The growing popularity of online banking has made it easier to invest your money electronically. But that convenience comes with a price: it can also expose you, your money and your personal information to fraudsters.
Fraudulent investments are deceitful practices that influence people to invest their money based on false information. They can result in financial loss, impact your relationships, and affect your mental well-being.
According to Investopedia, the internet adds a troubling dimension to many longstanding investing scams, because “a fancy Web site can create the illusion of a large and reputable company, especially if it provides links to legitimate sites.” There are multiple examples of fraudulent investment practices online, including unsolicited, to-good-to-be-true email offers, stock-picking websites and investor bulletin boards.
The federal government estimates that from January 2014 to December 2016, Canadians lost over $290 million to fraudsters of all kinds.1 Here are a few signs to watch out for when considering an investment opportunity.
Investment fraud warning sign 1: Big payout, minimal risk
You’ve probably heard the saying that if it sounds too good to be true, it probably is. Well, you should also apply this idea to investing. The general rule is that to reap higher returns on your investment, you must be willing to take a chance on losing the money you’ve invested. In other words, the greater the potential risk, the greater the potential reward.
Investment fraud warning sign 2: The hot tip
The story of Fred and Maria Turbide represents a cautionary tale. The couple were featured in a CTV News documentary Opens a new website in a new window in January 2018 detailing how they lost over $300,000 after buying an online educational package that purported to teach them about investing.
The package acted as a gateway to a scheme that pushed investors into making progressively larger bets on stocks and currency trades. “There are no trades,” a former broker told CTV. “There’s no anything. It doesn’t exist. It’s just a platform, like a video game.”
There are some good reasons to think twice about acting on such so-called “hot tips.” For one, that information could be wrong. For example, it could be crafted by someone who stands to benefit from your investment and who has little interest in you benefitting from that investment.
Second, if the hot tip involves insider information – meaning it came from someone close to the company being invested in – it could mean you’ve engaged in an illegal activity and could face legal consequences.
Investment fraud warning sign 3: The hot seat
Unlike the hot tip, which promises insider information about an investment opportunity, the “hot seat” involves a potential investor being pressured to commit money within a short window. And while investing wisely can mean taking advantage of brief opportunities, it shouldn’t leave an investor feeling stressed or uncomfortable.
While the hot tip can be alluring, the hot seat is generally less appealing.

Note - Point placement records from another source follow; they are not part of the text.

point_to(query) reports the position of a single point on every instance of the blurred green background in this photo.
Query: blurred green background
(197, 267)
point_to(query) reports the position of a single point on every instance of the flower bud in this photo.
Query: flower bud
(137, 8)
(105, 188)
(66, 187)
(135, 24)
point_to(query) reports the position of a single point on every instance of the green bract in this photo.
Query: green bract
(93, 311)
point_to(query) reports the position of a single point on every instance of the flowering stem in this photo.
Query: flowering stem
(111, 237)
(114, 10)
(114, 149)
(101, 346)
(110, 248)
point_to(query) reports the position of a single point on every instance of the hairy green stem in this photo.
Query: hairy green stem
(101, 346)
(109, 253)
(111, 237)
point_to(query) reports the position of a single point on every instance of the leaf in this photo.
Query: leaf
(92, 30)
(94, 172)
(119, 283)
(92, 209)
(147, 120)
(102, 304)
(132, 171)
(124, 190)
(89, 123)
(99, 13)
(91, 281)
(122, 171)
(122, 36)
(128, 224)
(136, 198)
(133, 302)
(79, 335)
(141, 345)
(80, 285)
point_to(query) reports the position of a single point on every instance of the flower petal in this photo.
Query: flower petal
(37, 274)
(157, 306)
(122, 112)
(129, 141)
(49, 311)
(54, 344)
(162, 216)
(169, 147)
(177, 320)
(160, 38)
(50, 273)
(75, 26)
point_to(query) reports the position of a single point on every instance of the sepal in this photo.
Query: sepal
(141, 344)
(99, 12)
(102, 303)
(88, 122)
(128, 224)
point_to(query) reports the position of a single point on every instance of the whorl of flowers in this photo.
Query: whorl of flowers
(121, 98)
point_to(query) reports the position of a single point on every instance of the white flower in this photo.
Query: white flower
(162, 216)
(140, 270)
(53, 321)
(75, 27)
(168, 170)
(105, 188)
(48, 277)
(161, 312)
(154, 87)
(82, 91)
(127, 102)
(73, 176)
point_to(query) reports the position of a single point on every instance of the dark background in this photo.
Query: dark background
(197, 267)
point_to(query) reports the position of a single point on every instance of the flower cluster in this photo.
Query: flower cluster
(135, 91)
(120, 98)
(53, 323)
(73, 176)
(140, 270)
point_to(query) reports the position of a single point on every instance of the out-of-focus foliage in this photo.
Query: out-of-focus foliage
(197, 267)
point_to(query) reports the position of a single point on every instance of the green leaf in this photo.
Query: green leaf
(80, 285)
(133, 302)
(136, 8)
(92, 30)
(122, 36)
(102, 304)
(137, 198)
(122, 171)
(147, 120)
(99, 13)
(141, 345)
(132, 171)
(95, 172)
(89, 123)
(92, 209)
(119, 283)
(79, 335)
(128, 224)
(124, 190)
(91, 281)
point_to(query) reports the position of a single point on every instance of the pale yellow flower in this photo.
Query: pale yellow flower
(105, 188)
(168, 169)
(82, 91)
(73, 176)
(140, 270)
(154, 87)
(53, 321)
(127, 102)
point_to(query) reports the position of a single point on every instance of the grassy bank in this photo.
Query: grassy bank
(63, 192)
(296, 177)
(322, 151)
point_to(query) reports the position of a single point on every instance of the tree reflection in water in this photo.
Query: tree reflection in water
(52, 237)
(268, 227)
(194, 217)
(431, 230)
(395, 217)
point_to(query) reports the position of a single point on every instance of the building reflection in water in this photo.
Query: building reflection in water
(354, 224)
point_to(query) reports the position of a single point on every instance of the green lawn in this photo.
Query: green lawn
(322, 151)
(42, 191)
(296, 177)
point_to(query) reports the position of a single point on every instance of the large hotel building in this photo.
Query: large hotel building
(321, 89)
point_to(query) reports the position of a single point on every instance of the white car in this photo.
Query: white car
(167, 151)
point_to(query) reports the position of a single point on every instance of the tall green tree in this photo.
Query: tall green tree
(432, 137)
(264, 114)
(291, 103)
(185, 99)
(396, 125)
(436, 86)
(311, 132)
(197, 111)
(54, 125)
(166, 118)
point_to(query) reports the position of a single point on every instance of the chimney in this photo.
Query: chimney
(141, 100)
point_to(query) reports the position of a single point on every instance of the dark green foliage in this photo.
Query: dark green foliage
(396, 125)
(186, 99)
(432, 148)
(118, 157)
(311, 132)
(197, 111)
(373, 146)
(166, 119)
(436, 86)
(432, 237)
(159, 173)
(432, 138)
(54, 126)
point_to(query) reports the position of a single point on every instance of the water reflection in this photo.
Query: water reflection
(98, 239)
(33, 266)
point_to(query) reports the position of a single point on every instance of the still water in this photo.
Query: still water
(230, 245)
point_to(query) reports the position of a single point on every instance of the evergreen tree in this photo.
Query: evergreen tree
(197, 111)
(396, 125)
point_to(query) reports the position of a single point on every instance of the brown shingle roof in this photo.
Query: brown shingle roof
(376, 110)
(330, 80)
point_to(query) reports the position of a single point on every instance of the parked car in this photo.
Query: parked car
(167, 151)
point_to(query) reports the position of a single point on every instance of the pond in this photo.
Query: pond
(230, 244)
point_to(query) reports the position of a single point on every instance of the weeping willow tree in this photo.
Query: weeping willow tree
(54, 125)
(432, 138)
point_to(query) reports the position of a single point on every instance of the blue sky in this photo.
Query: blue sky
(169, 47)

Nevertheless, it’s a very effective scamming technique, particularly when employed by experienced fraudsters.
If it feels like someone is pressuring you to act quickly, there’s a good chance they don’t want you to learn more about the opportunity’s potential drawbacks. Take it as a warning sign and move on.
Investment fraud warning sign 4: The mysterious seller
People who have some mystery about them tend to intrigue us, but this is never a good thing when it comes to investing. The person bringing an investment opportunity to your attention should have a clear track record and must be registered with a provincial securities regulator.
Each province has a securities commission that can help you learn more about the person offering you an investment opportunity. In Ontario, you can use the Ontario Securities Commission’s “Check before you invest” tool.
If you live in another province, check out the “Are They Registered?” tool offered by the Canadian Securities Administrators (CSA) website. The CSA site also includes valuable resources you can use to choose the right financial security advisor for your specific financial situation, including a checklist of useful questions that you should ask during introductory meetings with potential advisors.
Investment fraud warning sign 5: The “investor alert”
One of the most valuable resources available through the CSA website is called “Investor Alerts”. According to the CSA, it’s designed to help the public do due diligence on potential investment opportunities.
Simply enter the name of the person offering you an investment opportunity and the site will let you know if they appear to be engaging in activities that pose a risk to investors. The CSA tool provides the ten most recent alerts, including the name of the investor or investment firm, the provincial regulator issuing the alert and the date the alert was issued. Should you find your seller on this list, you may want to think twice about moving forward.
This information is general in nature, and is intended for informational purposes only. For specific situations you should consult the appropriate legal, accounting or tax advisor.